C8-18 (even numbered) and C18 (unsaturated) sarcosinates, 2-hydroxypropylammonium salt

Administrative data

Key value for chemical safety assessment

Additional information

A bacterial reverse mutation assay (Ames test) according to OECD guideline 471 was performed with the test substance (Verspeek-Rip, 2016). In this test the histidine-deficient Salmonella typhimurium strains TA1535, TA1537, TA98 and TA100 and the tryptophan-deficient Escherichia coli strain WP2uvrA were exposed to various test substance concentrations from 1.7 up to 5000 µg/plate in the absence and presence of a metabolising system (5 or 10% Aroclor 1254-induced rat liver S9-mix) in two independent experiments. Additional experiments were performed once with strains TA1535, TA1537, TA98 and TA100 and twice with strain TA98 alone in order to verify previous observations. In a preliminary range finding experiment the histidine-deficient Salmonella typhimurium strain TA100 and the tryptophan-deficient Escherichia coli strain WP2uvrA were exposed to test substance concentrations ranging from 1.7 to 5000 µg/plate in the absence and presence of 5% S9-mix. Based on the observations for cytotoxicity in this range finder the test substance was additionally tested in the strains TA1535, TA1537 and TA98 at concentrations ranging from 5.4 to 1600 µg/plate in the absence and from 17 to 1600 µg/plate in the presence of 5% S9-mix. Cytotoxicity evidenced by decrease of revertant numbers and/or reduction of background lawn was observed in all strains. No increase of revertant numbers was observed. The range finder in the tester strains TA100 and WP2uvrA combined with the additional results from strains TA1535, TA1537 and TA98 were regarded as Experiment 1. In a second experiment the test substance was tested at a concentration range of 154 to 2800 µg/plate in the absence and presence of 10% S9-mix in the S. typhimurium strains TA1535, TA1537, TA98 and TA100 and at 492 to 5000 µg/plate in the absence and presence of 10% S9-mix in the E. coli strain WP2uvrA. Cytotoxicity was observed in the S. typhimurium strains, but not in the E. coli strain. No increase in revertant numbers was observed in this experiment, either.

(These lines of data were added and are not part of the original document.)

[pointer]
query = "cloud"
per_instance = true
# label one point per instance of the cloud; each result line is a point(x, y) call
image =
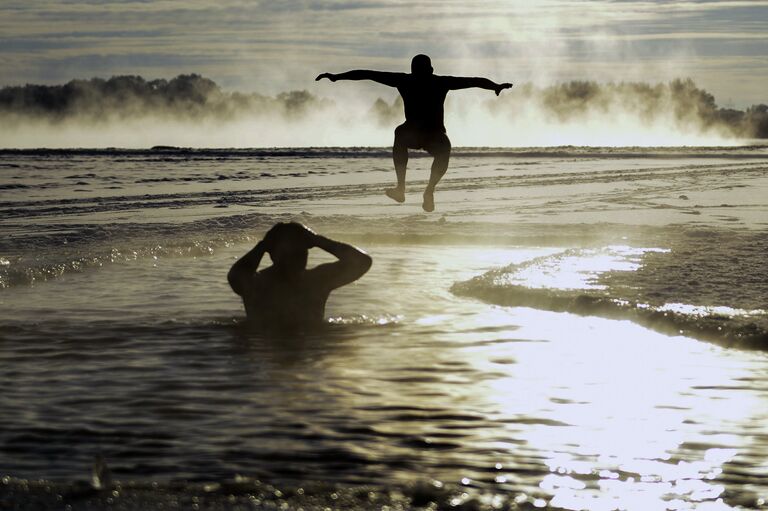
point(271, 44)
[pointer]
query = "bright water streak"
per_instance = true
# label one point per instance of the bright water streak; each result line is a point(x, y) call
point(142, 360)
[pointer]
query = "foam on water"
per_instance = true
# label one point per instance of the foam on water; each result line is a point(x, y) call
point(586, 281)
point(494, 347)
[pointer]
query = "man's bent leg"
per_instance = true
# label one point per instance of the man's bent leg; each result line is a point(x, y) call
point(441, 150)
point(400, 158)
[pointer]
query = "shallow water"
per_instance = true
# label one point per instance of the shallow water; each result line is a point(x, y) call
point(508, 346)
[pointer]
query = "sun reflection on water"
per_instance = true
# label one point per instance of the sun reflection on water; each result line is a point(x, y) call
point(622, 417)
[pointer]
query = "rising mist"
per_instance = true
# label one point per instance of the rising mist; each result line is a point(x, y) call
point(190, 110)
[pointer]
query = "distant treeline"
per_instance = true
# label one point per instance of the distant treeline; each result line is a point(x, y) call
point(193, 97)
point(186, 96)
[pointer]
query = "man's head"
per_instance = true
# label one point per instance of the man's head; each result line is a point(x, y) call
point(287, 246)
point(421, 65)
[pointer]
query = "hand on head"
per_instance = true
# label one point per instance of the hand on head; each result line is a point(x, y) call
point(501, 87)
point(295, 234)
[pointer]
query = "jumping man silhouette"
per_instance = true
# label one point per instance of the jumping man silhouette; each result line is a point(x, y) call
point(423, 96)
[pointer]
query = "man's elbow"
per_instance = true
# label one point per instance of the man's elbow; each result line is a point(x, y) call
point(235, 280)
point(366, 262)
point(363, 263)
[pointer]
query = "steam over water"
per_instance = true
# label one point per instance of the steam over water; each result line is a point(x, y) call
point(578, 328)
point(193, 111)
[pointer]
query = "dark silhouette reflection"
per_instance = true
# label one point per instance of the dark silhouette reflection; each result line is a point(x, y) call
point(423, 96)
point(287, 296)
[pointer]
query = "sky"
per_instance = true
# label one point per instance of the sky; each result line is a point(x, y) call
point(278, 45)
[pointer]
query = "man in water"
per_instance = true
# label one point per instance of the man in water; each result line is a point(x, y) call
point(423, 96)
point(287, 295)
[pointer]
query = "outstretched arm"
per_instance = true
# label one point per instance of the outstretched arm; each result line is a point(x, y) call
point(242, 271)
point(352, 263)
point(459, 82)
point(383, 77)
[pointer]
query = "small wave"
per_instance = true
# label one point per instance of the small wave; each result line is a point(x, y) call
point(248, 493)
point(578, 281)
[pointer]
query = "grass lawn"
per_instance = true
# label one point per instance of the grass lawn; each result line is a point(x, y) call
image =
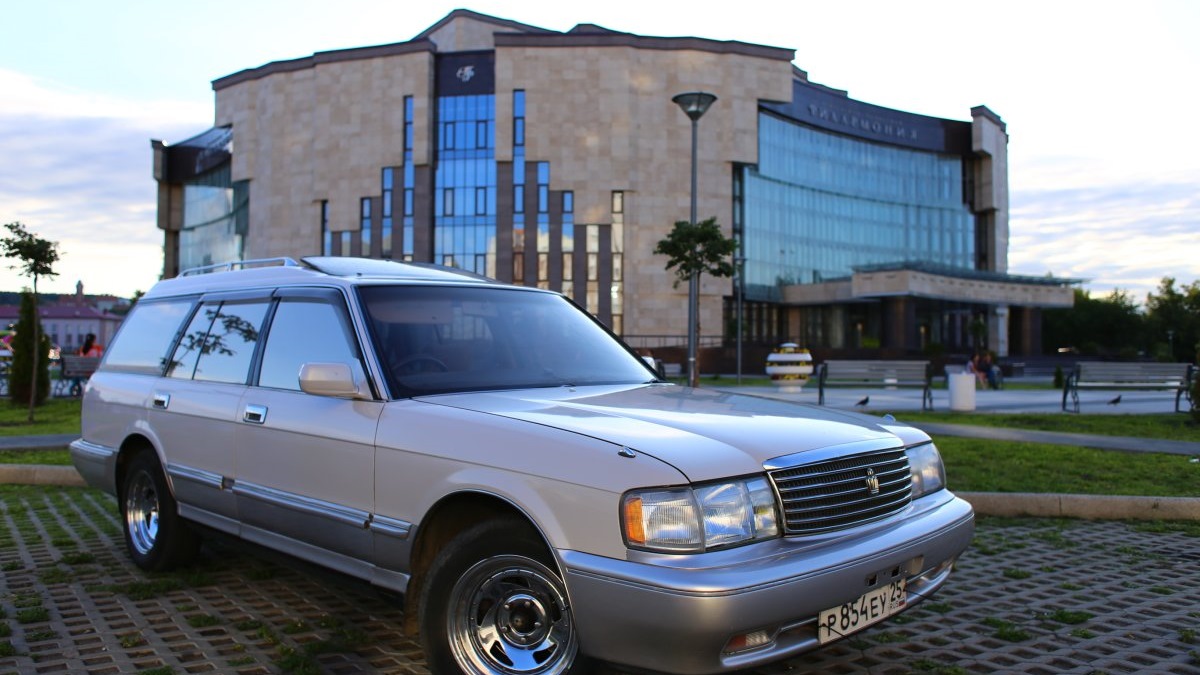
point(55, 416)
point(1174, 426)
point(1003, 466)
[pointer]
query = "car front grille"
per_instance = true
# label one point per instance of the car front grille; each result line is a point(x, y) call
point(843, 493)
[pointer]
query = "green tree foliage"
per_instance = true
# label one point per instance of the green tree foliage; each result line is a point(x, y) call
point(21, 375)
point(1173, 321)
point(697, 248)
point(35, 258)
point(1110, 326)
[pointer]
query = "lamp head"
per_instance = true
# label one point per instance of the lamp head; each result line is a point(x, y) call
point(694, 103)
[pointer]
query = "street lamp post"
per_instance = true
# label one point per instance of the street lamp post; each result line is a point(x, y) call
point(694, 105)
point(739, 287)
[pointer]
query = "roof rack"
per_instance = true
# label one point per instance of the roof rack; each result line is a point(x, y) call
point(239, 264)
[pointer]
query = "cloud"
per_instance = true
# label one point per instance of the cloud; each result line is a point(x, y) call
point(77, 171)
point(1115, 236)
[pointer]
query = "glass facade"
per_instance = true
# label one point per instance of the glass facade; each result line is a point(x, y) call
point(214, 219)
point(820, 203)
point(465, 208)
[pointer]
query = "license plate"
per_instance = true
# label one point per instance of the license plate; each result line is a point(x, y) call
point(870, 608)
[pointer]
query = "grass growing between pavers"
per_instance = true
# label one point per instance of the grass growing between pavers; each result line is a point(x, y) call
point(1003, 466)
point(55, 416)
point(1171, 426)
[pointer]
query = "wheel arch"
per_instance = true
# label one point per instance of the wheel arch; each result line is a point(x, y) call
point(449, 517)
point(130, 447)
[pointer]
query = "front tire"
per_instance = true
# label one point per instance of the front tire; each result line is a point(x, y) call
point(156, 537)
point(495, 605)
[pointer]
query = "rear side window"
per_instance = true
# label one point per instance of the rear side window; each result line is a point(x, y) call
point(147, 335)
point(219, 344)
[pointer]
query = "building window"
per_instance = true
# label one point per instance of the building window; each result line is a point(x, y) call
point(365, 225)
point(519, 118)
point(327, 237)
point(388, 183)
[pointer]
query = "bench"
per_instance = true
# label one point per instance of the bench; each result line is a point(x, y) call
point(875, 374)
point(1108, 375)
point(75, 368)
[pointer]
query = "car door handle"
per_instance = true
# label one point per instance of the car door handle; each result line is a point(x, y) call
point(255, 414)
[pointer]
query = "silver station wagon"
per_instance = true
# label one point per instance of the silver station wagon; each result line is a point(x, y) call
point(538, 495)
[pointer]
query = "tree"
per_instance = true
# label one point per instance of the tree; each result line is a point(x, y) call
point(36, 258)
point(1173, 321)
point(28, 372)
point(701, 248)
point(693, 250)
point(1107, 326)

Since there were not enough analysable dose levels available in the second experiment due to cytotoxicity in various strains either with or without metabolic activation, an additional experiment was performed with the S. typhimurium strains TA1535, TA1537, TA98 and TA100 with lower test substance concentrations in the absence and presence of metabolic activation. Except for TA98 cytotoxiciy was observed in all tested strains in this third experiment. Furthermore, the test substance induced a 3.3-fold increase of revertants in strain TA98 without metabolic activation in this experiment. Therefore, an additional fourth experiment was performed with TA98 in the absence of metabolic activation up to 878 µg/plate. In this experiment no cytotoxicity and no increase of revertant numbers were observed. As there had been insufficient cytotoxicity in the absence of precipitation on the plates in this experiment, a fifth mutation experiment with TA98 without metabolic activation up to the dose level of 5000 µg/plate was performed. Cytotoxicity was observed, but there was no increase in the numbers of revertants in this confirmatory experiment, either.

Thus, the increase of revertant numbers observed in the third experiment could not be reproduced and was considered to be an isolated finding without biological relevance. In conclusion, the test substance was considered to be not mutagenic in the bacterial reverse mutation assay in Salmonella typhimurium and Escherichia coli.

Justification for selection of genetic toxicity endpoint
There is only one study available.

Short description of key information:
Mutagenicity in bacteria (Ames), OECD 471: negative

Endpoint Conclusion: No adverse effect observed (negative)

Justification for classification or non-classification

According to the criteria of the Globally Harmonized System of Classification and Labelling of Chemicals (GHS) of the United Nations (2015) (including all amendments) and Regulation (EC) No 1271/2008 on classification, labelling and packaging of items and mixtures (including all amendments) the test substance does not have to be classified for genetic toxicity. The available data is conclusive but not sufficient for classification.